Discussion about the controversial new NStar poles continued this week before the Tisbury selectmen.

Representatives from the power company appeared before the selectmen Tuesday evening for a public hearing on six poles on Edgartown-Vineyard Haven Road. Although the poles have already been installed, the selectmen used the hearing as a forum for airing concerns about the noticeably larger and taller additions to the roadside.

NStar supervisor of electric operations John Dumas said the reason for the considerable increase in size to the poles was to accommodate a double circuit, which requires a certain amount of space between the electrical wires. The double circuit, in turn, is a response to the increased electricity load on the Island.

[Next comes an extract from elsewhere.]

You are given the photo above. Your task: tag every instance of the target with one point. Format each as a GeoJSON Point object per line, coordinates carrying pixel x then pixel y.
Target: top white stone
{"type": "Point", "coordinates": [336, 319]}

“It will handle the amount of electricity the Vineyard customers use,” Mr. Dumas said.

The planned use of herbicides on vegetation around the telephone poles was also a subject for discussion. Selectmen said they had received a concerned letter on the matter. NStar community relations representative Jerry McDermott said the plan calls for using selective application of a “watered-down version of Roundup or Weed B Gon.” The spray would be part of a larger management plan involving cutting back vegetation, he said, and would involve a small crew with backpacks and nozzle spray. Selectmen asked that NStar bring the matter before the town board of health as a courtesy, which they agreed to do. Spokesmen also reported that construction on an undersea cable from Falmouth to the Vineyard will begin next month. Once completed, the cable will also help ease the electricity load of the Island.

Selectmen also approved a building permit for American Capital Alliance to begin work on the first phase of a planned solar array project, but plans for phase two remained ambiguous. The second phase is a 60-kilowatt array planned for the site of the town compost pile. But it cannot be permitted until the compost pile is moved to a new site, and any delays may mean that the project would no longer qualify for solar renewable energy credits from the state.

“If we want to do this project we’ve got to do it posthaste,” said Bill Straw, a representative from the Cape and Vineyard Electric Cooperative (CVEC), the group coordinating the project.

In other business, selectmen voted to approve a new crosswalk on Spring street near the Tisbury school, and appointed Marilyn Yas to a crossing guard position. They also created a committee to work on redesign of the municipal parking lot next to Stop & Shop.